Re: [PATCH] mm, oom: show process exiting information in __oom_kill_process()

Yafang Shao <laoar.shao@xxxxxxxxx> · Mon, 20 Jul 2020 21:59:49 +0800

On Mon, Jul 20, 2020 at 9:11 PM Tetsuo Handa
<penguin-kernel@xxxxxxxxxxxxxxxxxxx> wrote:
>
> On 2020/07/20 21:19, Yafang Shao wrote:
> > On Mon, Jul 20, 2020 at 7:06 PM Tetsuo Handa
> > <penguin-kernel@xxxxxxxxxxxxxxxxxxx> wrote:
> >>
> >> On 2020/07/20 19:36, Yafang Shao wrote:
> >>> On Mon, Jul 20, 2020 at 3:16 PM Michal Hocko <mhocko@xxxxxxxxxx> wrote:
> >>>> I do agree that a silent bail out is not the best thing to do. The above
> >>>> message would be more useful if it also explained what the oom killer
> >>>> does (or does not):
> >>>>
> >>>>         "OOM victim %d (%s) is already exiting. Skip killing the task\n"
> >>>>
> >>>
> >>> Sure.
> >>
> >> This path is rarely hit because find_lock_task_mm() in oom_badness() from
> >> select_bad_process() in the next round of OOM killer will skip this task.
> >>
> >> Since we don't wake up the OOM reaper when hitting this path, unless __mmput()
> >> for this task itself immediately reclaims memory and updates the statistics
> >> counter, we just get two chunks of dump_header() messages and one OOM victim.
> >>
> >
> > Could you pls. explain more specifically why we will get two chunks of
> > dump_header()?
> > My understanding is the free_mm() happens between select_bad_process()
> > and __oom_kill_process() as bellow,
> >
> > P1
> >              Victim
> > select_bad_process()
> >     oom_badness()
> >         p = find_lock_task_mm()  # p isn't NULL
> >
> >                 __mmput()
> >
> >                     free_mm()
> > dump_header()  # dump once
> > __oom_kill_process()
> >     p = find_lock_task_mm(victim); # p is NULL now
> >
> > So where is another dump_header() ?
> >
>
> Start of __mmput() does not guarantee that memory is reclaimed immediately.
> Moreover, even __mmput() might not have started by the moment second chunk of
> dump_header() happens.
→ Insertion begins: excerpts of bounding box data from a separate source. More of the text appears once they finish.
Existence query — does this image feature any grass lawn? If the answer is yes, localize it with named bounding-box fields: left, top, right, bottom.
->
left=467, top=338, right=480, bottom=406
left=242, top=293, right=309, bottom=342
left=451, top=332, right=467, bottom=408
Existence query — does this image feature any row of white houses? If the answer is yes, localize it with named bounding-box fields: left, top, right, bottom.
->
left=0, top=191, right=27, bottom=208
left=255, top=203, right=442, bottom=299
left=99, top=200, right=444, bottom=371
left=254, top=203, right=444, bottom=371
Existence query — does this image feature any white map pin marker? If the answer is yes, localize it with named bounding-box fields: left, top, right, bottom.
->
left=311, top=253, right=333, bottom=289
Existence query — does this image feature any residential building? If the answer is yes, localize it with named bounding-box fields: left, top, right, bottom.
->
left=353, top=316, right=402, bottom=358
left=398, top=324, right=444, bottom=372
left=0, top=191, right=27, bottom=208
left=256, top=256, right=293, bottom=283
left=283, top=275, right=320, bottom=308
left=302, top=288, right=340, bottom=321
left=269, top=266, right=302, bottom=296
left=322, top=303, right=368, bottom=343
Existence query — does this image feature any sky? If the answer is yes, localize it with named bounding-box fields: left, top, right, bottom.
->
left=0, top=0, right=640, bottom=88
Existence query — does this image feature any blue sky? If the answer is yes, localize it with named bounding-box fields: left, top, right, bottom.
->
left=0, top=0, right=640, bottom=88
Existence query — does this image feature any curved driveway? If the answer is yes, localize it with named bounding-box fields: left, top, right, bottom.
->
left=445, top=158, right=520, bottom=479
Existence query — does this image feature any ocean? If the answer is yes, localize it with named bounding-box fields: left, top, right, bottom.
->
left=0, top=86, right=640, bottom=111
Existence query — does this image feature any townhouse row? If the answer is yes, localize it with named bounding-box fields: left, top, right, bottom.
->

The "OOM victim %d (%s) is already exiting." case only
> indicates that victim's mm became NULL; there is no guarantee that memory is
> reclaimed (in order to avoid OOM kill) by the moment next round hits.
>
> P1                                Victim1                              Victim2
>
> out_of_memory() {
>   select_bad_process() {
>     oom_badness() {
>       p = find_lock_task_mm() {
>         task_lock(victim);       // finds Victim1 because Victim1->mm != NULL.
>       }
>       get_task_struct(p);
>       task_unlock(p);
>     }
>   }
>   oom_kill_process() {
>     task_lock(victim);
>     task_unlock(victim);
>                                   do_exit() {
>     dump_header(oc, victim); // first dump_header() with Victim1 and Victim2
>     __oom_kill_process(victim, message) {
>                                     exit_mm() {
>                                       task_lock(current);
>                                       current->mm = NULL;
>                                       task_unlock(current);
>         p = find_lock_task_mm(victim);
>         put_task_struct(victim); // without killing Victim1 because p == NULL.
>       }
>     }
>   }
> }
> out_of_memory() {
>   select_bad_process() {
>     oom_badness() {
>       p = find_lock_task_mm() {
>         task_lock(victim);       // finds Victim2 because Victim2->mm != NULL.
>       }
>       get_task_struct(p);
>       task_unlock(p);
>     }
>   }
>                                       mmput() {
>                                         __mmput() {
>                                           uprobe_clear_state() {
>                                             // Might wait for delayed_uprobe_lock.
>                                           }
>   oom_kill_process() {
>     task_lock(victim);
>     task_unlock(victim);
>     dump_header(oc, victim); // second dump_header() with Victim2
>     __oom_kill_process(victim, message) {
>       p = find_lock_task_mm(victim);
>       pr_err("%s: Killed process %d (%s) "...); // first kill message.
>       put_task_struct(p);
>     }
>   }
> }
>                                           exit_mmap(); // Which frees memory.
>                                         }
>                                       }
>                                     }
>                                   }
>
> Maybe the better behavior is to restart out_of_memory() without dump_header()
> (we can remember whether we already called dump_header() into "struct oom_control"),
> with last second watermark check before select_bad_process() and after dump_header().

I understand what you mean now.
But I agree with Michal that this output won't be harmful in your case.
And for your case, I think Michal's suggestion that retry the victim
selection would be better.

-- 
Thanks
Yafang